Clustering, unit level randomization, and insights from multisite trials

Another update to the previous post (link) on clustering of potential outcomes even when randomization occurs at the unit level within clusters: Researching the topic a bit more, I discovered that the literature on “multisite trials” addresses precisely these issues. E.g., this paper by Raudenbush and Liu (2000; link) examines consequences of site-level heterogeneity in outcomes and treatment effects. They formalize a balanced multisite experiment with an hierarchical linear model, $latex Y_{ij} = \beta_{0j} + \beta_{1j}X_{ij} + r_{ij}$ where $latex r_{ij} \sim i.i.d.N(0,\sigma^2)$, and $latex X_{ij}$ is a centered treatment variable (-0.5 for control, 0.5 for treated). In this case, an unbiased estimator for the site-specific treatment effect, $latex \hat \beta_{1j}$, is given by the difference in means between treated and control at site $latex j$, and the variance of this estimator over repeated experiments in different sites is given by, $latex \tau_{11} + 4\sigma^2/n$, where $latex \tau_{11}$ is the variance of the $latex \beta_{1j}$’s over sites, and $latex n$ is the (constant) number of units at each site.

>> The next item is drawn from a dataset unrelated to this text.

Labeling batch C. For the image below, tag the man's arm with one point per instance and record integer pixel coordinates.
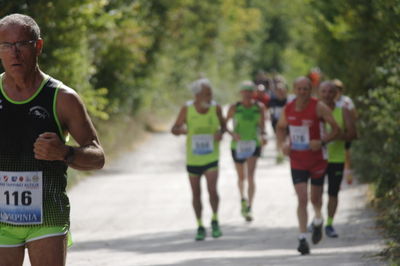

Then, an unbiased estimator for the average treatment effect over all sites, $latex 1,\hdots,J$, is simply the average of these site-specific estimates, with variance $latex \frac{\tau_{11} + 4\sigma^2/n}{J}$. What distinguishes this model from the one that I examined in the previous post is that once the site-specific intercept is taken into account, there remains no residual clustering (hence the i.i.d. $latex r_{ij}$’s). Also, heterogeneity in treatment effects is expressed in terms of a simple random effect (implying constant within group correlation conditional on treatment status). These assumptions are what deliver the clean and simple expression of the variance of the site-specific treatment effect estimator, which may understate the variance in the situations that I examined where residual clustering was present. It would be useful to study how well this expression approximates what happens in the more complicated data generating process that I set up.